On the last weekend in August, a new boat was launched into the waters of the Miles River. Ordinarily such an event would not attract much attention, but this boat, named Pintail was of a type not seen new in these waters for a very long time: a Hooper Island Draketail. Known by various names—Hooper Island Boat, Draketail, Dovetail or Ducktail—this distinctive Chesapeake workboat has a rounded fantail stern with a reverse rake.
The boats were light and narrow, and the chine followed the waterline throughout the length of the boat, creating a long, flat run aft. First noted around 1902, the design was most popular in the 1920s and 1930s. When powered by the relatively small engines available in that era, the draketails were fast and did not “squat” and slow down as did boats with the more traditional counter stern.
Pintail was built at the Chesapeake Bay Maritime Museum (CBMM) in St. Michaels as a project of the museum’s Apprentice for a Day Program. Jenn Kuhn, the boatyard program manager at the museum, was the project supervisor for Pintail. Kuhn, a Maryland native from Emmetsburg, learned about wooden boat building while living in Seattle. She returned to Maryland to work at the museum when the recession started. She explains how the project came about.
“We started building the 25-foot draketail about a year and a half ago. Most weekends we worked on it. The Apprentice for a Day program has a crew of volunteers who pay a modest tuition to help us build a boat and to learn boatbuilding skills in the process. We had about 50 or so people work on the boat. Some people are really regulars; some come only once or twice and don’t come back. Most of that’s because they don’t live here and it’s too far away, or they’re only here for the weekend and they want something to do. That part of it’s been a really fun project.”
I asked Kuhn why they chose a classic work boat to build. “The last five boats we’ve built in the program have been small sailing skiffs,” she explained. “My job is to keep it exciting and build interest in the program. Not everybody is into sailboats, so I don’t need to keep building them.” “We had an opportunity,” she continued. “We didn’t have a commission, so I checked into building a draketail because I love Martha and Dorothy Lee (draketail boats) that we have in our permanent collection. They are from the 1930s, so we used them as our model and scaled it down to 25 feet over all, four feet and a bit wide, and two foot draft.” Now that Pintail is complete, I asked Kuhn what her group’s next project will be. “We have a small restoration, and then we will be building a lap strake 11.5-foot dinghy.”

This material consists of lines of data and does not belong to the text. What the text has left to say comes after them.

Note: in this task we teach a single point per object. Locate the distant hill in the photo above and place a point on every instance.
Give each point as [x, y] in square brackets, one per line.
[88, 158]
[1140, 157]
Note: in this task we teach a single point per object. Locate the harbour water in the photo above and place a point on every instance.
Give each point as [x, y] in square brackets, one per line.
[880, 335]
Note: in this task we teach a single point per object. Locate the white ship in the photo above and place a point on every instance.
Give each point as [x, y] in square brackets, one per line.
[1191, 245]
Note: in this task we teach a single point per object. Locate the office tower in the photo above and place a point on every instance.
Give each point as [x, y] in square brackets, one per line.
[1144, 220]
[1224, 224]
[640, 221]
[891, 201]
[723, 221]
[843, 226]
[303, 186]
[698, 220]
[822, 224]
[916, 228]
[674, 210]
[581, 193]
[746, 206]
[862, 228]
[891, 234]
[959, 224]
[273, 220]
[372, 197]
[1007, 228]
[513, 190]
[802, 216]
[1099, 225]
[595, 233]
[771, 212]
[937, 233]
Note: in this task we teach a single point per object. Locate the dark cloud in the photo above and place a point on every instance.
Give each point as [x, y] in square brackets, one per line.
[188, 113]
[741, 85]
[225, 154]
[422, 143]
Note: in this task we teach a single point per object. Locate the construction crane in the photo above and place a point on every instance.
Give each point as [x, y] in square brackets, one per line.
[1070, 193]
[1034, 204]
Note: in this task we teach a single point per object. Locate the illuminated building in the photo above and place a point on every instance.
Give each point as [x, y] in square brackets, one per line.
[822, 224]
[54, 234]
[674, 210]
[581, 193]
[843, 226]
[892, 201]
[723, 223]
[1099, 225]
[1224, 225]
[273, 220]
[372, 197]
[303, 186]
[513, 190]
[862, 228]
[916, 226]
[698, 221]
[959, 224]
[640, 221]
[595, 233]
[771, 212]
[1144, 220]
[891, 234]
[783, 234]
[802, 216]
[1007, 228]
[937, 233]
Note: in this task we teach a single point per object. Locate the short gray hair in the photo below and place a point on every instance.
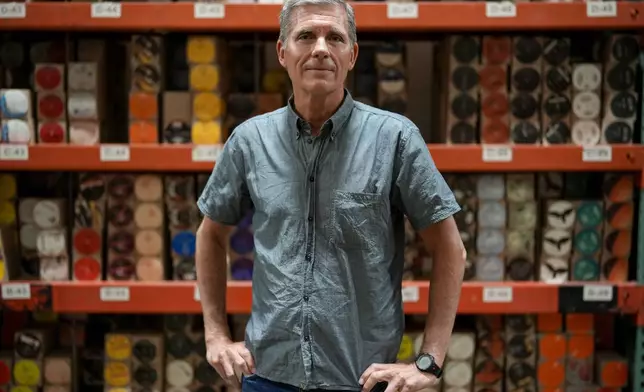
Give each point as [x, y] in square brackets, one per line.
[290, 5]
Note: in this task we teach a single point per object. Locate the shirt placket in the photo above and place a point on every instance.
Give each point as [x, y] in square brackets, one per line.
[317, 145]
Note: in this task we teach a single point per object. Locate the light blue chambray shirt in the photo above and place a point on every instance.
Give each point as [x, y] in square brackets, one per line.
[329, 236]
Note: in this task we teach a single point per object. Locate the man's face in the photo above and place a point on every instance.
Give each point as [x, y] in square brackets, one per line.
[317, 53]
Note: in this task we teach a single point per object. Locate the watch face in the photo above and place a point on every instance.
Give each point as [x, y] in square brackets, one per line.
[424, 362]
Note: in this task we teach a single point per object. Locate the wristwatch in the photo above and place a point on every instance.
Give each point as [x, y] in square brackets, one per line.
[427, 364]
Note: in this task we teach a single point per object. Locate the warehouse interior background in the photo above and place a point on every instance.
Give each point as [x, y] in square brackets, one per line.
[113, 114]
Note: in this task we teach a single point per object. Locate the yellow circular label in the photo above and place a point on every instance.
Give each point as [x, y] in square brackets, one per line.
[406, 350]
[206, 132]
[26, 372]
[7, 186]
[200, 50]
[117, 374]
[204, 77]
[21, 388]
[207, 106]
[7, 213]
[118, 347]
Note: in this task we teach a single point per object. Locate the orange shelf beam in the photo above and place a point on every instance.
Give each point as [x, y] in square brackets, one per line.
[182, 297]
[370, 16]
[159, 158]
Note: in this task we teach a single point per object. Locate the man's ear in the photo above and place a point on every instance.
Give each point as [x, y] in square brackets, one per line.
[354, 56]
[280, 53]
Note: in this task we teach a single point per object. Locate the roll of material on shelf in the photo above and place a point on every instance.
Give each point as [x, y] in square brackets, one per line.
[560, 214]
[458, 374]
[179, 373]
[554, 270]
[14, 103]
[26, 372]
[51, 132]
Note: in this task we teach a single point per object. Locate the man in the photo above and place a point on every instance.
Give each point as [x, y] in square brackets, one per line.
[329, 181]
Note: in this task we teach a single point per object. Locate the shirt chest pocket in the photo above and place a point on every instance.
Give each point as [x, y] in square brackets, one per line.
[359, 220]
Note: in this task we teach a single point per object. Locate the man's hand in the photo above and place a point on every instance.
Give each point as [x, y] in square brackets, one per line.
[401, 377]
[230, 360]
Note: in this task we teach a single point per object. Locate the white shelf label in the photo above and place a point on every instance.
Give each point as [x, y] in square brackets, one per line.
[497, 154]
[597, 293]
[500, 9]
[16, 291]
[410, 294]
[497, 294]
[209, 11]
[597, 154]
[402, 10]
[14, 152]
[115, 153]
[206, 153]
[13, 11]
[106, 10]
[601, 9]
[115, 294]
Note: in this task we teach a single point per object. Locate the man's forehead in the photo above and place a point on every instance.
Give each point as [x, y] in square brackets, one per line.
[319, 15]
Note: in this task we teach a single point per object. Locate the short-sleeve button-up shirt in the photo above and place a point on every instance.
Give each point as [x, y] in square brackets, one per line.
[328, 216]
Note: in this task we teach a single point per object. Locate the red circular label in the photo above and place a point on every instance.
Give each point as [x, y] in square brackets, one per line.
[51, 133]
[48, 77]
[87, 241]
[87, 268]
[5, 373]
[51, 106]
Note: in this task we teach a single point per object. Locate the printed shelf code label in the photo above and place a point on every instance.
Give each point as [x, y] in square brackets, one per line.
[500, 9]
[410, 294]
[206, 153]
[497, 294]
[597, 154]
[16, 291]
[209, 11]
[115, 153]
[601, 9]
[402, 10]
[115, 294]
[106, 10]
[13, 11]
[14, 152]
[597, 293]
[497, 154]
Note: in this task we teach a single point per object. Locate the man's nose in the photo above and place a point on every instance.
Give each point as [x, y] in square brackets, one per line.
[321, 50]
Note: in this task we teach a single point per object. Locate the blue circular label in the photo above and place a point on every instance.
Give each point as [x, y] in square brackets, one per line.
[184, 244]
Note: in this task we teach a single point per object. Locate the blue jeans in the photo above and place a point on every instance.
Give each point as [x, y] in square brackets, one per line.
[254, 383]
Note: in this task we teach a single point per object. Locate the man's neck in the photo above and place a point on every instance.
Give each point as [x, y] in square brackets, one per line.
[317, 109]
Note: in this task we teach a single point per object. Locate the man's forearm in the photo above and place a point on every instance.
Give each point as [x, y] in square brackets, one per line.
[445, 290]
[212, 277]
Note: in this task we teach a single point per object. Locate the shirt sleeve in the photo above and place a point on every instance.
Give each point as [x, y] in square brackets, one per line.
[420, 190]
[225, 198]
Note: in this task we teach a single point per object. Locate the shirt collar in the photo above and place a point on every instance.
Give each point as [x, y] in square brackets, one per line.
[334, 124]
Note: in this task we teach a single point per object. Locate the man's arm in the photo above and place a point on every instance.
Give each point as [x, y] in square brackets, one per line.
[422, 194]
[444, 242]
[224, 202]
[212, 275]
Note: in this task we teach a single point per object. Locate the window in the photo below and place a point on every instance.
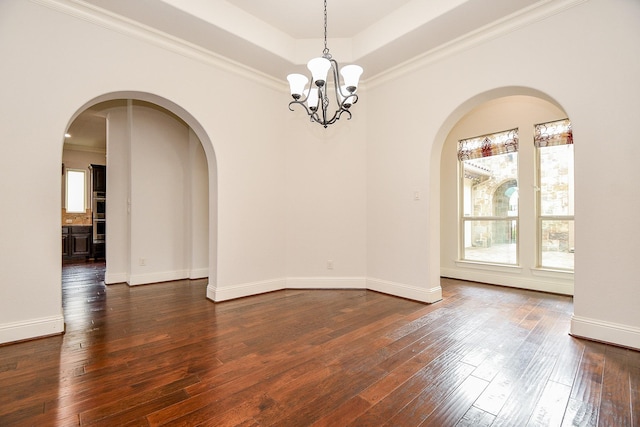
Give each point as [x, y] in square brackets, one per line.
[554, 144]
[75, 191]
[489, 191]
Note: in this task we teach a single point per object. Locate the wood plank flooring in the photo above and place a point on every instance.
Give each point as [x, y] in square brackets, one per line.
[164, 355]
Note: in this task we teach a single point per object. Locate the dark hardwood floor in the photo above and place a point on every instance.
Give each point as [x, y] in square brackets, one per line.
[164, 355]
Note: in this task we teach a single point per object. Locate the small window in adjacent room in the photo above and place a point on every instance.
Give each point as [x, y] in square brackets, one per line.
[75, 191]
[554, 144]
[489, 192]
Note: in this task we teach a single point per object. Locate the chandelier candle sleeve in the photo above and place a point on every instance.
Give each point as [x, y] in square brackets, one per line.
[319, 68]
[297, 83]
[351, 74]
[315, 99]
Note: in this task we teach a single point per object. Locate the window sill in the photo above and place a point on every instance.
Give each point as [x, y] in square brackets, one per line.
[503, 268]
[549, 272]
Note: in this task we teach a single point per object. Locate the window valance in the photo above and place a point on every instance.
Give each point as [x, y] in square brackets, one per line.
[553, 133]
[488, 145]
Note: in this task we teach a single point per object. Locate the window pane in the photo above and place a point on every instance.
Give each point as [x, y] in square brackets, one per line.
[557, 244]
[491, 241]
[491, 186]
[75, 191]
[556, 180]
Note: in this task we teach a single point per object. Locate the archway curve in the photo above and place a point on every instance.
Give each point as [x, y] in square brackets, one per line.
[207, 145]
[436, 154]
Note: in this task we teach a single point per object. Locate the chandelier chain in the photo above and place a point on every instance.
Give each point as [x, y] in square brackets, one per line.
[326, 49]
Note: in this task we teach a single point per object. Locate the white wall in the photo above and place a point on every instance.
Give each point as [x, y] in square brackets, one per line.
[513, 112]
[326, 202]
[587, 59]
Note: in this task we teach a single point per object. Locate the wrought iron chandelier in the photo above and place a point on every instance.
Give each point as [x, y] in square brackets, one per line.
[315, 99]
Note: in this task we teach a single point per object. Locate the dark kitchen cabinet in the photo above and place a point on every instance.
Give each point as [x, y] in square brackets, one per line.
[76, 241]
[99, 178]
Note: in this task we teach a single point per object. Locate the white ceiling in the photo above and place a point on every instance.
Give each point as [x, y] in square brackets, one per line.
[278, 37]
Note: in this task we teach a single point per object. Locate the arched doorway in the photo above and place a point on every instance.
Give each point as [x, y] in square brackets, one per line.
[161, 190]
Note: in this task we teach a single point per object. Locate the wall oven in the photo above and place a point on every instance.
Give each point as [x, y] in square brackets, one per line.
[99, 207]
[99, 230]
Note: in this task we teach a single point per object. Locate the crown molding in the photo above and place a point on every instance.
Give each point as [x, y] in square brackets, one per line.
[84, 148]
[508, 24]
[129, 27]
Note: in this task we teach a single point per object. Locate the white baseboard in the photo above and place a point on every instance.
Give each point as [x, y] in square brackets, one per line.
[514, 280]
[113, 278]
[608, 332]
[224, 293]
[162, 276]
[198, 273]
[417, 293]
[32, 328]
[326, 282]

Pintail’s launching was attended with appropriate ceremony. Many of the program volunteers who built her and other museum supporters were welcomed to the event. Perched on the massive cradle of the museum’s heavy duty marine railway, the boat looked positively dainty as she awaited her baptism. After completing her remarks, Jenn popped the cork and poured champagne down Pintail’s stem, giving her a proper christening. As the railway cradle slowly lowered her into the water, a cannon was fired, the audience applauded, and Pintail took to the water like the thoroughbred she is. Make no mistake; while she may be a replica of a work boat, complete with steering stick and deck mounted tiller, Pintail is a small yacht. Her paint work is flawless, and her coaming, floor boards, and ceilings are varnished bright with at least six coats. This little bit of Chesapeake history is available for purchase for $32,000.